Lesfrancais.press : « Autre thème qui inquiète la communauté des non-résidents, la situation de la Caisse des Français de l'étranger (CFE). Elle a dévoilé un déficit comptable important lors de son conseil d’administration en ce début de semaine. En mars dernier, vous aviez déjà lancé un appel pour « refuser l'abandon programmé de la mission de solidarité de la CFE ». Pensez-vous que l'augmentation du budget est la seule solution pour sauver cet organisme dont l’autonomie financière est pour autant une obligation par la loi. Y a-t-il, pour vous, d’autres pistes ? »

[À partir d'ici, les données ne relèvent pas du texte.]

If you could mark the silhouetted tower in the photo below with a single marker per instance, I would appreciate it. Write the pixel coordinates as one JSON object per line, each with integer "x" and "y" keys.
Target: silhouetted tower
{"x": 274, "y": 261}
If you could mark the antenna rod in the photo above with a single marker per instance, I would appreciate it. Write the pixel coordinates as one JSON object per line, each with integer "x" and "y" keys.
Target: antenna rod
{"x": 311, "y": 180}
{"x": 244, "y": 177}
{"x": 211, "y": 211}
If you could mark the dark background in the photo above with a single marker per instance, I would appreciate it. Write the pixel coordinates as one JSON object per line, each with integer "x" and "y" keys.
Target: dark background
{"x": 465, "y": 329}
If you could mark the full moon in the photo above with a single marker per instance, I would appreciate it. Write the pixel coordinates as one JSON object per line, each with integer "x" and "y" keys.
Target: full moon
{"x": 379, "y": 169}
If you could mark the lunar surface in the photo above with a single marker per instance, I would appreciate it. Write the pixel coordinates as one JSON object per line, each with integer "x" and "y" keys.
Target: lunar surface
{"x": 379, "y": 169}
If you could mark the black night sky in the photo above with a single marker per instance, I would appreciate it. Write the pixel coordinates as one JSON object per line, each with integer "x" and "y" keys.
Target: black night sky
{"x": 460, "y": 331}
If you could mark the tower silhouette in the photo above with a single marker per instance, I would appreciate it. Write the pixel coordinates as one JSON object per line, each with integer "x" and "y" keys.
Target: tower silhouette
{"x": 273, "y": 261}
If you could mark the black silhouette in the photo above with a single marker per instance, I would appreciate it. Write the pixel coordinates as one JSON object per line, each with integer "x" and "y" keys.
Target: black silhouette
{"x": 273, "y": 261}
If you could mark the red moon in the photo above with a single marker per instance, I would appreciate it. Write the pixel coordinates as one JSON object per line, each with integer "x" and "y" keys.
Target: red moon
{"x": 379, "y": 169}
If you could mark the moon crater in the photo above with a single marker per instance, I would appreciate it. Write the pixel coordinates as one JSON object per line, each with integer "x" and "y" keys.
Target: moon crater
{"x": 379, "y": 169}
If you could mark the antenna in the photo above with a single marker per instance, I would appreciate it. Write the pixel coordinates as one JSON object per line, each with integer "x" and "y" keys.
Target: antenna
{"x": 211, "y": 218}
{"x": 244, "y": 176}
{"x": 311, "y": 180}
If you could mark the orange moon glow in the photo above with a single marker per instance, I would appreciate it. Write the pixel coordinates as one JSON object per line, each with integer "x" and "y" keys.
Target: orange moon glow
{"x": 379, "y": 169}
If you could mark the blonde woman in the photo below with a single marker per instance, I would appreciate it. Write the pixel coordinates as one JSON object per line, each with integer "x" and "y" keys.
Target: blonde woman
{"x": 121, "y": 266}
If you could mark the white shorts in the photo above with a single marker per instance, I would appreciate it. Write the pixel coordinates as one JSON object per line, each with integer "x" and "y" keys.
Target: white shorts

Karim Ben Cheikh : « La CFE est un pilier de la protection sociale des Français à l’étranger. Elle joue un rôle comparable à celui des CPAM en métropole, mais sans bénéficier de financement de l’État. Or, ces dernières sont en effet en grande partie alimentées par les taxes affectées et la CSG qui représentent parfois plus de la moitié de leurs recettes. Nous proposons donc une solution à la fois en adéquation avec le fonctionnement de l’assurance-santé en France et en cohérence avec la contribution des Français de l’étranger à la solidarité nationale.
« La CFE est un pilier de la protection sociale des Français à l’étranger »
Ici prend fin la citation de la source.